A recent decision by the Oklahoma Corporation Commission raised cotton ginning fees from $2.00 to $2.75 per hundredweight (a 37.5% increase) and baling fees from $7.50 to $10.00 per bale (a 33.3% increase). For a state producing approximately 300,000 bales annually, this translates to over $1 million in additional production costs each year. The move directly elevates the factory gate cost of lint cotton in the region.
Cost Support and Price Transmission Logic
Ginning and baling are critical steps in converting seed cotton into lint. The fee increase adds about $6.25 per bale (500 lbs) in total. This cost is likely to be passed downstream to merchants and textile mills.
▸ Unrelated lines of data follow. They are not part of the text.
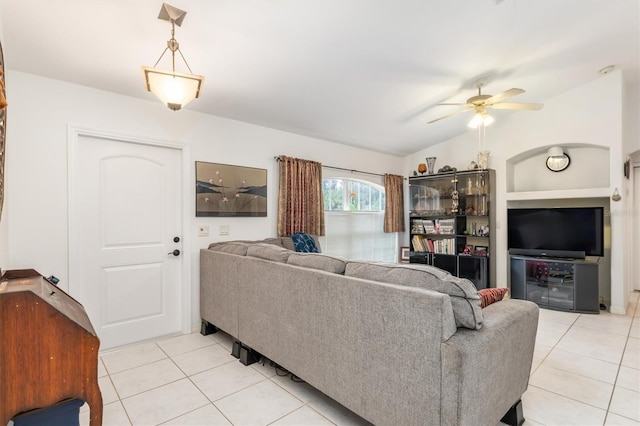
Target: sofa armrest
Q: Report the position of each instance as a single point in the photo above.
(486, 371)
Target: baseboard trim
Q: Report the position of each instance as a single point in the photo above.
(618, 310)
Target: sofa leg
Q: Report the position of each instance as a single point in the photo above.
(207, 328)
(248, 356)
(236, 348)
(514, 416)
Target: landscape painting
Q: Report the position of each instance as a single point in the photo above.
(227, 190)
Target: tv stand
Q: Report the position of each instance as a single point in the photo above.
(562, 284)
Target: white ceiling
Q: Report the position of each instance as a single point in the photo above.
(367, 73)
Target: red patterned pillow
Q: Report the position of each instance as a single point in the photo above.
(491, 295)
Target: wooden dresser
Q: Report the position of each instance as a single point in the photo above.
(48, 348)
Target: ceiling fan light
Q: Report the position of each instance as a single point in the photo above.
(488, 119)
(480, 118)
(174, 89)
(555, 151)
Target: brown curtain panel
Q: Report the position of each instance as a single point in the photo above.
(394, 203)
(300, 201)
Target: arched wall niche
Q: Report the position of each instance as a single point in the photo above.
(589, 170)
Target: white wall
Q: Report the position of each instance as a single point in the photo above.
(4, 229)
(36, 191)
(588, 116)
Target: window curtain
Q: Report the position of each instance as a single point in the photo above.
(300, 202)
(394, 203)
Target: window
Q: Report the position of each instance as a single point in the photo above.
(354, 217)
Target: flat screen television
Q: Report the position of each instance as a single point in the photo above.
(573, 232)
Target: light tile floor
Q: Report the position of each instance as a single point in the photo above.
(586, 371)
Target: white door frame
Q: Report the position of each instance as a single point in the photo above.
(73, 136)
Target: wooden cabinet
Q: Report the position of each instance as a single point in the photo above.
(48, 348)
(451, 222)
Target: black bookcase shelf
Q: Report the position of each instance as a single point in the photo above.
(451, 223)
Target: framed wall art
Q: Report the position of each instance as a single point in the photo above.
(224, 190)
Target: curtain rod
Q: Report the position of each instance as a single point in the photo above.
(347, 170)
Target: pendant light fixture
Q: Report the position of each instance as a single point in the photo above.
(174, 89)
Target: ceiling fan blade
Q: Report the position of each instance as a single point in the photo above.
(504, 95)
(521, 106)
(450, 115)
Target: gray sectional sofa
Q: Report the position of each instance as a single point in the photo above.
(398, 344)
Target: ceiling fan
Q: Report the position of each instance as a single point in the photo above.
(480, 103)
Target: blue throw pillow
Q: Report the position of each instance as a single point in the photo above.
(304, 243)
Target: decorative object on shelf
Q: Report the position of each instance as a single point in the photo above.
(404, 254)
(447, 169)
(174, 89)
(627, 168)
(483, 159)
(557, 159)
(226, 190)
(616, 195)
(480, 251)
(431, 164)
(454, 202)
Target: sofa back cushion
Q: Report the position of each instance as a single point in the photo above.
(463, 294)
(269, 252)
(233, 247)
(320, 261)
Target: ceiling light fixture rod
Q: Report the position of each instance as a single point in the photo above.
(174, 89)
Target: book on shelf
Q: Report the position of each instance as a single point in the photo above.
(417, 226)
(429, 227)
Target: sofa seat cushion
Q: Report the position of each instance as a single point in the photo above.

As Oklahoma is a key cotton-producing state, its cost increase will influence ICE cotton futures, supporting prices. The logic is clear: higher costs support US cotton prices, raising import costs for China, and thereby providing a floor for domestic cotton prices.
However, on June 4, the Zhengzhou Commodity Exchange (ZCE) cotton futures for the 2609 contract closed at 16,160 yuan/ton, down 130 yuan/ton from the previous day. This divergence suggests that short-term futures prices are more driven by macro sentiment, capital flows, and supply-demand fundamentals, rather than immediate cost support. The long-short battle continues: bulls bet on cost support and demand recovery, while bears focus on weak downstream orders and destocking pressure.
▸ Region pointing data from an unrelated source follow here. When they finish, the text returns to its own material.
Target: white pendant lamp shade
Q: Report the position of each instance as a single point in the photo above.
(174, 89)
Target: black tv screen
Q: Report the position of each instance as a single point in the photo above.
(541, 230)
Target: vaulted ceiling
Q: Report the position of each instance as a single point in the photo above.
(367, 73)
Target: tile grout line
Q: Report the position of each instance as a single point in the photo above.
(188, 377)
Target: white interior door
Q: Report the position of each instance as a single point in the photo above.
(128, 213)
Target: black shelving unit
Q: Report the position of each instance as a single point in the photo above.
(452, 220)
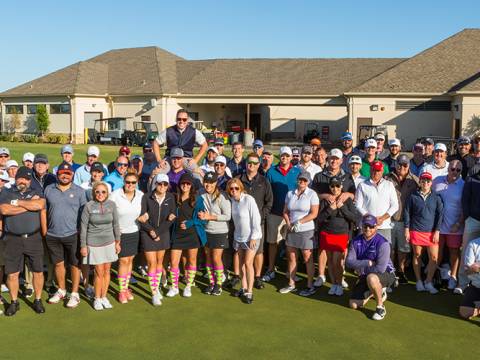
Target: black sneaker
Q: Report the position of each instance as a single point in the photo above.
(402, 279)
(209, 289)
(217, 290)
(38, 306)
(240, 292)
(13, 308)
(234, 281)
(258, 284)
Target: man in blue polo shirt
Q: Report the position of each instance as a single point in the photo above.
(283, 178)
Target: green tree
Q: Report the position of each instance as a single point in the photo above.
(42, 119)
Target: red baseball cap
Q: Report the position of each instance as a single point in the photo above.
(426, 175)
(377, 166)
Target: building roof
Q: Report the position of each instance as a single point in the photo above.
(448, 66)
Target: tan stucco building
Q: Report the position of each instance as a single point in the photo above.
(436, 92)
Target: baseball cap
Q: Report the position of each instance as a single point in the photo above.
(307, 148)
(24, 172)
(40, 158)
(136, 157)
(11, 163)
(377, 166)
(464, 138)
(221, 159)
(93, 151)
(161, 178)
(65, 167)
(124, 149)
(67, 149)
(210, 176)
(369, 220)
(370, 143)
(355, 159)
(336, 152)
(347, 136)
(3, 175)
(395, 142)
(402, 159)
(28, 157)
(440, 146)
(177, 153)
(97, 166)
(426, 176)
(286, 150)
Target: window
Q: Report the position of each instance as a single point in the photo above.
(9, 109)
(59, 109)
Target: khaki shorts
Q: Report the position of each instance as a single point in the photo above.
(276, 229)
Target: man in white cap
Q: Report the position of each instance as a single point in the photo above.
(439, 166)
(395, 148)
(4, 157)
(283, 178)
(67, 156)
(82, 174)
(382, 153)
(28, 160)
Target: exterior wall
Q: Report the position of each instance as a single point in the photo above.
(404, 125)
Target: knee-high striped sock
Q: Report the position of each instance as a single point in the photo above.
(174, 275)
(122, 281)
(152, 283)
(191, 272)
(209, 268)
(219, 275)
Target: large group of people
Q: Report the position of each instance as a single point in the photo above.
(180, 214)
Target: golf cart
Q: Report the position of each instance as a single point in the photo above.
(311, 132)
(366, 132)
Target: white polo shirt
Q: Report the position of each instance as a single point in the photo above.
(300, 207)
(452, 202)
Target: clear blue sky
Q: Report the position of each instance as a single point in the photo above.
(39, 37)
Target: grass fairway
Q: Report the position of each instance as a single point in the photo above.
(275, 326)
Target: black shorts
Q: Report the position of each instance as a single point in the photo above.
(20, 251)
(362, 292)
(472, 294)
(60, 248)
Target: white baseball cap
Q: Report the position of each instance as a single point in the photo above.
(395, 142)
(93, 150)
(28, 157)
(440, 146)
(370, 143)
(336, 152)
(286, 150)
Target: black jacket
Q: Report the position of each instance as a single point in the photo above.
(261, 191)
(157, 220)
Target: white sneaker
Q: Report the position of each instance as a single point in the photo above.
(431, 288)
(59, 295)
(321, 279)
(452, 283)
(156, 300)
(187, 292)
(74, 300)
(333, 290)
(97, 304)
(420, 286)
(106, 304)
(172, 292)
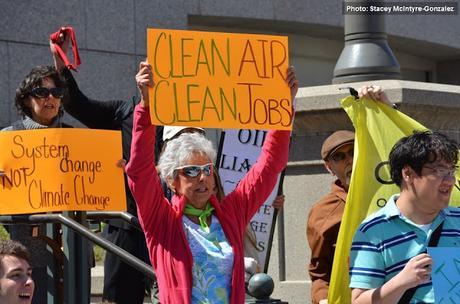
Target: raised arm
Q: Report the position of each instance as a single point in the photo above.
(257, 185)
(93, 113)
(143, 179)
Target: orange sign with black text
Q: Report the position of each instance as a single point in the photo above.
(219, 80)
(61, 170)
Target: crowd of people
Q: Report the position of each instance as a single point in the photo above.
(196, 238)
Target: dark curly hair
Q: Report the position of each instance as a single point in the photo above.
(420, 148)
(33, 80)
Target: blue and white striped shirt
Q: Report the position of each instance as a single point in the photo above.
(386, 241)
Industrial Belt Reactions and Supply Chain Transmission
For China's domestic cotton regions—Xinjiang, the Yangtze River basin, and the Yellow River basin—the direct impact of US ginning fee hikes is limited, as domestic cotton can substitute for imports. However, the indirect effect is significant: when US cotton prices strengthen due to higher costs, the price gap between imported and domestic cotton narrows, prompting some mills to switch to domestic supply, thereby boosting local prices.
For downstream textile mills, cost transmission is not instantaneous. Yarn and fabric price adjustments typically lag by one to two months and depend on final order acceptance. With global textile demand recovering slowly, buyers in Europe and the US are sensitive to price increases. This means upstream cost hikes may squeeze mill margins rather than being passed through smoothly.
In textile clusters like Nantong (Jiangsu) and Keqiao (Zhejiang), cotton yarn traders are already monitoring changes in US cotton import costs. Some firms indicate that if US cotton prices continue to rise, they will prioritize Brazilian or West African cotton as alternatives to diversify supply risk. Such shifts in procurement strategy could alter global cotton trade flows.